Personal information
- Birth name: Felicia Marie Schroeder
- Date of birth: December 3, 1986 (age 39)
- Place of birth: Cincinnati, Ohio, U.S.
- Height: 1.70 m (5 ft 7 in)
- Position: Forward

Youth career
- Ohio Elite Soccer Academy
- Cardinals
- –2005: Oak Hills Highlanders

College career
- Years: Team / Apps / (Gls)
- 2005–2006: South Carolina Gamecocks / 37 / (8)
- 2007–2008: Purdue Boilermakers / 47 / (13)

Senior career*
- Years: Team / Apps / (Gls)
- 2011: Åland United / 27 / (23)
- 2012: Kvarnsvedens IK / 11 / (7)

International career
- 2009–2013: U.S. Deaf National Team / 14 / (19)

= Felicia Schroeder =

American soccer player (born 1986)

Felicia Waldock (born December 3, 1986) is an American retired soccer player who played for Åland United. Born deaf, she also received gold medals at the 2009 and 2013 Deaflympics with the United States women's deaf national team.

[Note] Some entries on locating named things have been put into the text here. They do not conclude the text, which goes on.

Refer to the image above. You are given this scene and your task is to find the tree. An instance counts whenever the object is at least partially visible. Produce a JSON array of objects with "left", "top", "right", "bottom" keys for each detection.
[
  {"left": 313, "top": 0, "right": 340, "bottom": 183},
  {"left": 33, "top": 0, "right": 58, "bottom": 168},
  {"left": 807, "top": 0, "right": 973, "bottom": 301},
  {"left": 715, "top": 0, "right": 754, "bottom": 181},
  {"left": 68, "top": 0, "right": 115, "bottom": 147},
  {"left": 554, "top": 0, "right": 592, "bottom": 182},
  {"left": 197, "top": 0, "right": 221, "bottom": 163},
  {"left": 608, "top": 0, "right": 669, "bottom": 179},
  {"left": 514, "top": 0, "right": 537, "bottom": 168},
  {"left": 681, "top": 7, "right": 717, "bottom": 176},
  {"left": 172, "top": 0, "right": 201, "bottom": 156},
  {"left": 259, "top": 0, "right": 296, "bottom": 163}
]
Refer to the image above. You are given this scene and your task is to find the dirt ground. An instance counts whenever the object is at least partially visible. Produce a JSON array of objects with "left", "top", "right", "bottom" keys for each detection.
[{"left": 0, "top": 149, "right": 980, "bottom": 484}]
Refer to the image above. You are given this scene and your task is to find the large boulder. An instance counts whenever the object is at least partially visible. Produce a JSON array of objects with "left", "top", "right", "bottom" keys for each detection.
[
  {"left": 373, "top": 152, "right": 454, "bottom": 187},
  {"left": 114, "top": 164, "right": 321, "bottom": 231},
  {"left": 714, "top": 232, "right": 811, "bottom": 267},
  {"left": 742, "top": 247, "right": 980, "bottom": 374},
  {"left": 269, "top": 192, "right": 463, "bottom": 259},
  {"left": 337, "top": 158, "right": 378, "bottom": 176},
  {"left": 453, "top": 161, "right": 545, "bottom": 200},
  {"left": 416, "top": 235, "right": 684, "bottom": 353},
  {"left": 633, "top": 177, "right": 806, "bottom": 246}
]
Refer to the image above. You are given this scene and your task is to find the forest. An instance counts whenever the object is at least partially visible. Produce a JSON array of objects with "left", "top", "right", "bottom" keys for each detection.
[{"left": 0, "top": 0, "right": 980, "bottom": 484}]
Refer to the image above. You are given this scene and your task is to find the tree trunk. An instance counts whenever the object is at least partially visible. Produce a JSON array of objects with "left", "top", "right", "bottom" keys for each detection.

== Early life and education ==
Felicia Schroeder was born in Cincinnati on December 3, 1986, to Tom and Andrea Schroeder; she also has a sister. Schroeder was born deaf. Due to a lack of appropriate accommodations, she attended nine different schools by the time she was in third grade.

While in school, Schroeder played soccer with the Ohio Elite Soccer Academy and the Cardinals. Between the two clubs, she won four state championships (1999, 2000, 2001, 2005), as well as a national championship. As of July 2023, she continues to hold records at her high school for number of goals and assists.

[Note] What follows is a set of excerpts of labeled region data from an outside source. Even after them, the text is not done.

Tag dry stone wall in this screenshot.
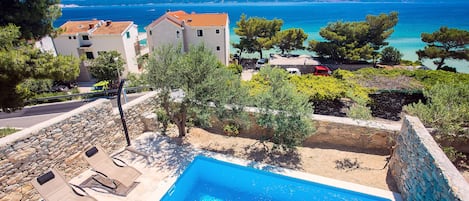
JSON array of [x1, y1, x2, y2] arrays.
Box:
[[0, 92, 156, 201], [390, 116, 469, 201]]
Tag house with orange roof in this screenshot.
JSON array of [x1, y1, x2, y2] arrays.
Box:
[[53, 20, 140, 81], [145, 11, 230, 65]]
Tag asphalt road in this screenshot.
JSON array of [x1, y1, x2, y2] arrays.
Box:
[[0, 93, 145, 129]]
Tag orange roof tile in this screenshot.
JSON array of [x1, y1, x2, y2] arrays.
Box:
[[60, 20, 99, 34], [148, 10, 228, 27], [168, 11, 228, 26], [60, 20, 133, 35], [93, 21, 133, 35]]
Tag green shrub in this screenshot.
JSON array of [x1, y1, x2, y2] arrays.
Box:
[[401, 59, 422, 66], [227, 64, 243, 75], [223, 123, 239, 136], [381, 46, 402, 65], [405, 82, 469, 140], [347, 104, 373, 120], [126, 73, 148, 87], [290, 73, 371, 101], [249, 67, 314, 150], [0, 128, 19, 138]]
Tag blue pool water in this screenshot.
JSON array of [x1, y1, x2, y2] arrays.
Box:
[[162, 156, 389, 201]]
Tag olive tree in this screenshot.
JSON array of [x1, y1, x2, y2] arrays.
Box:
[[417, 27, 469, 70], [248, 67, 314, 149], [0, 25, 80, 112], [146, 45, 246, 137]]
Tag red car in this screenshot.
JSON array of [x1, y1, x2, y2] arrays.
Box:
[[313, 65, 332, 76]]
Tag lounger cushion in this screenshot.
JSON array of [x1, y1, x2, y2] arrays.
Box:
[[85, 147, 98, 158], [36, 171, 55, 185]]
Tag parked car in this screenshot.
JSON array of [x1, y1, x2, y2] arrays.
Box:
[[313, 65, 332, 76], [255, 59, 267, 70], [91, 80, 109, 92], [51, 81, 78, 92], [285, 68, 301, 75]]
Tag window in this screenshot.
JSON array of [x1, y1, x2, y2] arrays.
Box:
[[85, 52, 94, 59]]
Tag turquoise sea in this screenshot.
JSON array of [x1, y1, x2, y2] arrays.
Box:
[[54, 0, 469, 73]]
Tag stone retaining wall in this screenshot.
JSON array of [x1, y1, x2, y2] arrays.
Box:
[[0, 92, 156, 201], [208, 115, 400, 154], [390, 116, 469, 201]]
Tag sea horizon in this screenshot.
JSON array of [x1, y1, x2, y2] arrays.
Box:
[[54, 0, 469, 73]]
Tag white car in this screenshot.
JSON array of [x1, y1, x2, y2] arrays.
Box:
[[256, 59, 267, 70], [285, 68, 301, 75]]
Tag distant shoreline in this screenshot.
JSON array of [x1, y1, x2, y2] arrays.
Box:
[[54, 0, 469, 73]]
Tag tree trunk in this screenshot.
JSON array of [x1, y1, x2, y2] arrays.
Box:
[[175, 102, 187, 138], [436, 58, 445, 70]]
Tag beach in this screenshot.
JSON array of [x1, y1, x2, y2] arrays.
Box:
[[54, 0, 469, 73]]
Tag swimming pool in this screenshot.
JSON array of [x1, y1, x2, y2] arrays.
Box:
[[162, 156, 396, 201]]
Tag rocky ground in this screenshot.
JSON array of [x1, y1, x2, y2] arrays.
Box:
[[163, 128, 398, 192]]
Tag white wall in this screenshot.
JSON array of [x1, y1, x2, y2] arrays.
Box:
[[147, 19, 230, 65], [53, 35, 80, 58], [185, 26, 229, 65], [147, 19, 183, 52], [54, 25, 139, 80]]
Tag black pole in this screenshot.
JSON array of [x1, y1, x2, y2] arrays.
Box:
[[117, 79, 130, 146]]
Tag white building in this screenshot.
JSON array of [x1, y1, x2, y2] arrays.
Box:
[[145, 11, 230, 65], [54, 20, 140, 81]]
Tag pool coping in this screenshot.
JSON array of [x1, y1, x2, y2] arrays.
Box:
[[156, 150, 402, 201]]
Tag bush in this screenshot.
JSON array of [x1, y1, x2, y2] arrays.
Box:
[[290, 72, 372, 102], [249, 67, 314, 150], [347, 104, 373, 120], [381, 47, 402, 65], [405, 82, 469, 141], [223, 123, 239, 136], [401, 59, 422, 66], [228, 64, 243, 75], [126, 73, 148, 87]]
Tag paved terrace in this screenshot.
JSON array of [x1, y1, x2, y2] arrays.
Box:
[[70, 132, 401, 201]]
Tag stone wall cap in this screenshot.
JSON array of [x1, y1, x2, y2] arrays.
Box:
[[312, 114, 402, 131], [0, 99, 111, 147], [404, 115, 469, 201]]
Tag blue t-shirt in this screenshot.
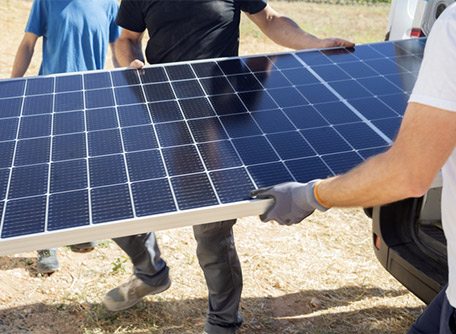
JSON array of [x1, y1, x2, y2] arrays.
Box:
[[25, 0, 120, 75]]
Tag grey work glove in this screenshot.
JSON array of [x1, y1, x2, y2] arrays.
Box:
[[250, 179, 329, 225]]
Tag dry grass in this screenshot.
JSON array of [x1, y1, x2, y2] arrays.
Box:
[[0, 0, 423, 334]]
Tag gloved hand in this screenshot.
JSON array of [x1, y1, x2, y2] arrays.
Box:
[[250, 179, 329, 225]]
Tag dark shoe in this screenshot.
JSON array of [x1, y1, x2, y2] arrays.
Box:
[[103, 275, 171, 311], [36, 248, 59, 274], [70, 241, 98, 253]]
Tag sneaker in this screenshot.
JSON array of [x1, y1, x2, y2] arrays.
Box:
[[70, 241, 98, 253], [36, 248, 59, 274], [103, 275, 171, 311]]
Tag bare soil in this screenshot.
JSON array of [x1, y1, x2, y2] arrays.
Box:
[[0, 0, 424, 334]]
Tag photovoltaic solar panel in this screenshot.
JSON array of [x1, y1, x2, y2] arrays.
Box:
[[0, 39, 425, 255]]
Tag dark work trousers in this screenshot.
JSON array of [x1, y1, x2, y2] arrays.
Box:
[[113, 220, 242, 334], [407, 286, 456, 334]]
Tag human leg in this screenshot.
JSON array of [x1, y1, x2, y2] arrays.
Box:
[[407, 286, 456, 334], [193, 220, 242, 334], [103, 233, 171, 311]]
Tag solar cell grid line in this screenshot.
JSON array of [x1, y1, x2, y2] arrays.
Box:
[[0, 39, 425, 255]]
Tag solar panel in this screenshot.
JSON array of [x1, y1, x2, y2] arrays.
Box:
[[0, 39, 425, 255]]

She graduated from Oak Hills High School in 2005 before attending the University of South Carolina, where she was the only deaf student on campus; because of this, the school did not have a sign-language interpreter and hired someone from Georgia to attend Schroeder's classes with her. Due to difficulties with appropriate accommodations, she transferred to Purdue University, where she studied psychology "to become a psychologist and help deaf children [...] realize that it is a hearing world, but they can still accomplish so much".

== Career ==

=== Athletic career ===
Schroeder played soccer at the University of South Carolina for two years before transferring to Purdue University. In 2007, while at Purdue, the team won a Big Ten Conference tournament.

In 2009, she represented the United States as a member of the US Deaf National Team and was selected to play at the 2009 Deaflympics in Taipei. Upon learning she had secured the position, Schroeder learned that "because the U.S. Olympic Committee does not sponsor the games, each player had to raise $5,000 for the trip to Taiwan". Schroeder was able to secure the funding and ultimately received a gold medal.

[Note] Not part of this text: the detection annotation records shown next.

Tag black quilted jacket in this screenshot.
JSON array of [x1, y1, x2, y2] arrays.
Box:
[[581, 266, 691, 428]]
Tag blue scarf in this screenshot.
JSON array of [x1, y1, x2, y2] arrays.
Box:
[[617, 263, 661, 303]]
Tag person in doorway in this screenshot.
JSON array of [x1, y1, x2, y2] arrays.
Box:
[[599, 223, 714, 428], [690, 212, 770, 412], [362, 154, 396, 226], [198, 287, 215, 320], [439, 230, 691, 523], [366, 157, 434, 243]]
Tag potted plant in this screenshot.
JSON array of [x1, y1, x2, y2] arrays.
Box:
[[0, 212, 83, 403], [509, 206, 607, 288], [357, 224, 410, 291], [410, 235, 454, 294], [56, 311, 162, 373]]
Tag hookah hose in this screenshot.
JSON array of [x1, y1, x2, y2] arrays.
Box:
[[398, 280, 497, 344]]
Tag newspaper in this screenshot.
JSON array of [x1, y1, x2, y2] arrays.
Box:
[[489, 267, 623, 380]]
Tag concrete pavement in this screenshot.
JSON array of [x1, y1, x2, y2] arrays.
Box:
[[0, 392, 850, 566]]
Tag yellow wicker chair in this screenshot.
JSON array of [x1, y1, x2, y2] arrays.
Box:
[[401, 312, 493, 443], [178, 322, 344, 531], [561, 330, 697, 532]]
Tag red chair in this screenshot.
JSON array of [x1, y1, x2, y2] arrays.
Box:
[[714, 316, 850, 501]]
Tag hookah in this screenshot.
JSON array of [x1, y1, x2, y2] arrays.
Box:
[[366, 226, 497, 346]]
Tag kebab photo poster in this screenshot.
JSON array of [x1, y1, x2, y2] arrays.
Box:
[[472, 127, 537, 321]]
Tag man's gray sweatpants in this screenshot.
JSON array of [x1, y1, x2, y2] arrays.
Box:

In 2011, Schroeder made her debut playing for "Åland United of Naisten Liiga, the highest division of soccer in Finland." She played for a Swedish team in 2012. The same year, she received a gold medal at the Deaf World Cup, where she played for the US national women's team, as well as the inaugural award for Player of the Year with a Disability.

In 2013, she received another gold medal at the Deaflympics.

=== Coaching ===
In 2012, Schroeder took on the role of assistant coach for the women's soccer team at Texas A&M International University, where she helped the team increase their national ranking. She also coached at the University of Cincinnati, Benton Central High School, and the Ohio Elite Soccer Academy.

=== Teaching ===
As of 2019, Waldock taught American Sign Language at Colerain High School and was the coach for the school's girls' soccer team. Waldock now teaches ASL 1 and 2 at Lakota West High school and is the Head JV coach for wemons soccer

==Personal life==
Schroeder married Adam Waldock in 2014. As of 2019, they lived in Liberty Township, Ohio, and have two children.